I’ve been working on some extensive analysis lately on the business owners and operators we’ve studied over the years. Since 2012, we’ve polled and cataloged over 63,000 of my fellow entrepreneurs and CEOs, looking at their media habits, lifestyle, and a gazillion other things. I’ll be sharing the highlights from that research in the coming days.
In the meantime, I had to share one quick discovery I made last night. It blew me away, even though it makes sense the more I think about it.
So, I was analyzing social network usage among business owners. (Note: I didn’t include LinkedIn – which is a ‘professional’ not ‘social’ networking site, regardless of whether it sends me annoying birthday reminders). It should come as no surprise that business owners tend to use social media at a rate higher than the average population. They tend to be more tech and media savvy in general.

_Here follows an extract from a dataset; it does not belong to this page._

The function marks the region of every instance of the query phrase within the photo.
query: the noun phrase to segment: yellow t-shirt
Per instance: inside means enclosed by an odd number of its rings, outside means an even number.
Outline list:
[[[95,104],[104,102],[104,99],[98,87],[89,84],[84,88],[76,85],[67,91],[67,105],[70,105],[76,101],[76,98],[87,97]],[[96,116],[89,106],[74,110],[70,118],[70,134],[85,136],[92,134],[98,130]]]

But something really surprised me: Pinterest seriously over-indexes in popularity among business owners and operators. Check it out.
Business Owners and Pinterest, By the Numbers
In the past calendar year, our data tell us that 26% of U.S. adults have used Pinterest, but that number jumps to 30% among our entrepreneur respondents. See for yourself:
Explained inversely, a Pinterest user is 22% more likely than an average U.S. adult to be a business owner. That’s slightly higher than Twitter users and higher than Facebook users, who don’t over-index as business owners at all (Note:Â Facebook is a far more ubiquitous platform and it’s harder to move big numbers).
Why Was I So Surprised?
First, I knew that the gender make-up of Pinterest is roughly three-to-one female based on our latest research. I also knew that business owners are more likely to be men than women. Statistically, this should add up to a Pinterest user-base that under-indexes as business owners. But nope. As it turns out, not only are female members of Pinterest more likely than non-members to be business owners; the male members of Pinterest are MUCH (40%) more likely than non-Pinterest-member males to be business owners. Who knew?
Second, I just assumed Twitter would blow Pinterest away. It seems every entrepreneur I know is on Twitter, while my primary experience with Pinterest is coming up with recipes for my daughter and I to bake together. But that just shows how little I know. And, while I don’t have the data to prove it, I wonder if the ‘discovery’ nature of Pinterest simply attracts the creative, adventurous types of people who become entrepreneurs in the first place – people who are always looking for new ideas and inspiration. That’s my hypothesis anyway.
So What?
What this all means is that while Facebook may reach a larger absolute number of business owners – or anyone for that matter – if you threw a water balloon into a group of Pinterest users, you’d have a better chance of hitting a business owner than anywhere else. Just something to think about if you’re in the B2B marketing realm. I probably wouldn’t have considered it before.